A new concept was bought into light by Iain Stewart to implement coin burning, called Proof-of-burning. Proof-of-burn simply works by burning its coins or tokens to serve incentives to its nodes and motivate them to act as good entertainers on the blockchain. In this Proof-of-burn concept, if miners need the right to mine or want more blocks to mine, the miners have to send their coins or tokens to an eater address. When miners burn their coins, depending on how much they burn, the algorithm selects the miner to mine the block. The more a miner burns his coins, the higher the chance of getting blocks to mine.
Almost all cryptocurrencies are burned but in different manners. For instance, when a bag of coffee is sold at Shiba Inu’s coffee company, 10% of the company’s profit is burnt in SHIB burning. Other cryptocurrencies like Ethereum, after the London Hard Fork, burns 3.17 Ethereum every single minute, whereas SafeMoon follows a tax system & applies a 10% tax on every transaction, i.e., burning an average of $7000 worth of tokens every day.

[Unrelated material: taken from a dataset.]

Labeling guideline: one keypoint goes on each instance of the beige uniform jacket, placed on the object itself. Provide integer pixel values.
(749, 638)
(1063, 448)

The influence of coin burning on markets hasn’t been proven yet, but some believe that, when approached theoretically, coin burning should result in stabilizing the market and the prices for the cryptocurrency as well. However, coin burning is an important factor for investors as it hints that the prices or the market of the cryptocurrency will stabilize itself and it may serve them with increased profits. It should be kept in mind that coin burning, alone, doesn’t signify if that cryptocurrency is worth investing in or not.